A major change over the former breakout-based extension concept of the V2 stack is the flexible programming model. Using so called building blocks allow you to assemble your custom design from ready-made UI pieces, similar to those we use to generate your application UI based on the backend service and its annotations. Implementing or overloading controller extensions gives you all the flexibility to implement your individual requirements. You can extend your floorplans on different levels of granularity, like individual actions, sections, columns or even complete pages. You could even start from a bare blank page and so create a full freestyle app, all still orchestrated by the SAP Fiori elements runtime. By using only our building blocks, the timelessness of your application is still ensured with respect to design and interaction evolution.

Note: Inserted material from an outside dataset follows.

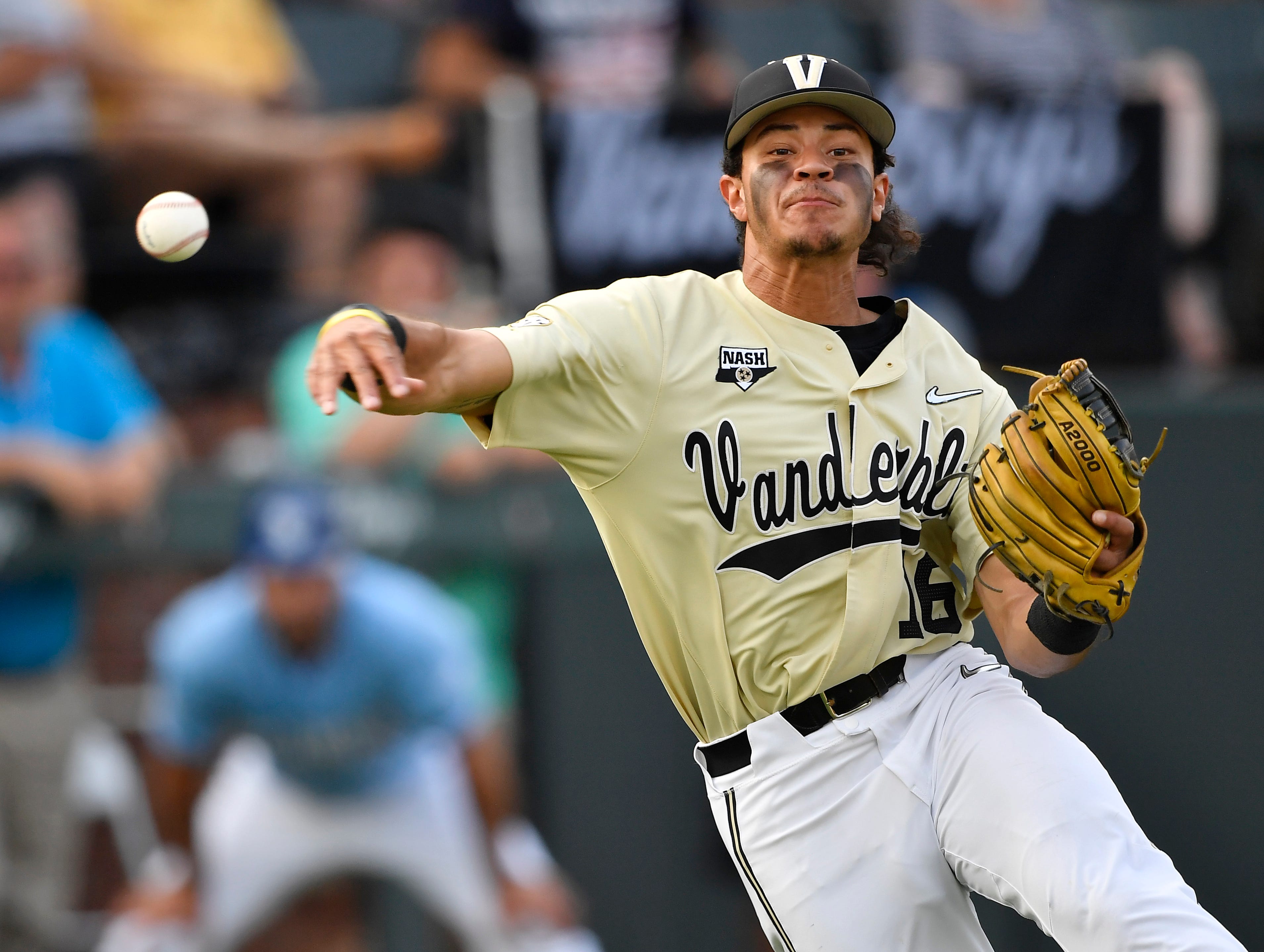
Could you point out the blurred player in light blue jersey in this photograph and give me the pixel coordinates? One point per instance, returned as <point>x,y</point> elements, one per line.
<point>359,740</point>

Flexible programming model: custom artifacts


Another integral part of the new architecture are reuse components. While they were rather balconies in your V2 SAP Fiori elements app (retrieving their data from somewhere, which is not directly a network administrators dream setup in general) and displaying them in a mostly isolated manner, for V4 we'll merge the reuse data already on the backend side and so make it part of your one and only OData service. And on the frontend side, consumption of such data can be seamless and highly integrated through according building blocks (attachments, RTF editor, ...) or via integrated features like the Situations handling.


SAP will continue to support the V2 stack for the foreseeable future, as thousands of apps are being built on it already, and there is no need to migrate or upgrade existing apps. They will continue to live up to the value proposition of automatic design and interaction evolution adoption. However, major additional functional innovations will be introduced on the new architecture only. Collaborative draft handling, Situations integration, AI based automatic property value recommendations etc. are considered for SAP Fiori elements floorplans for OData V4 exclusively, and the general guidance for new applications is to start with OData V4 development only, for all the various reasons explained above.


Almost the full SAP Fiori elements V4 framework (with a few exceptions due to technical constraints) is also publically available for free as an open source stack. It can be downloaded as an additional component into the also free UI5 version (open.ui5) and so be tried out without any upfront SAP license costs.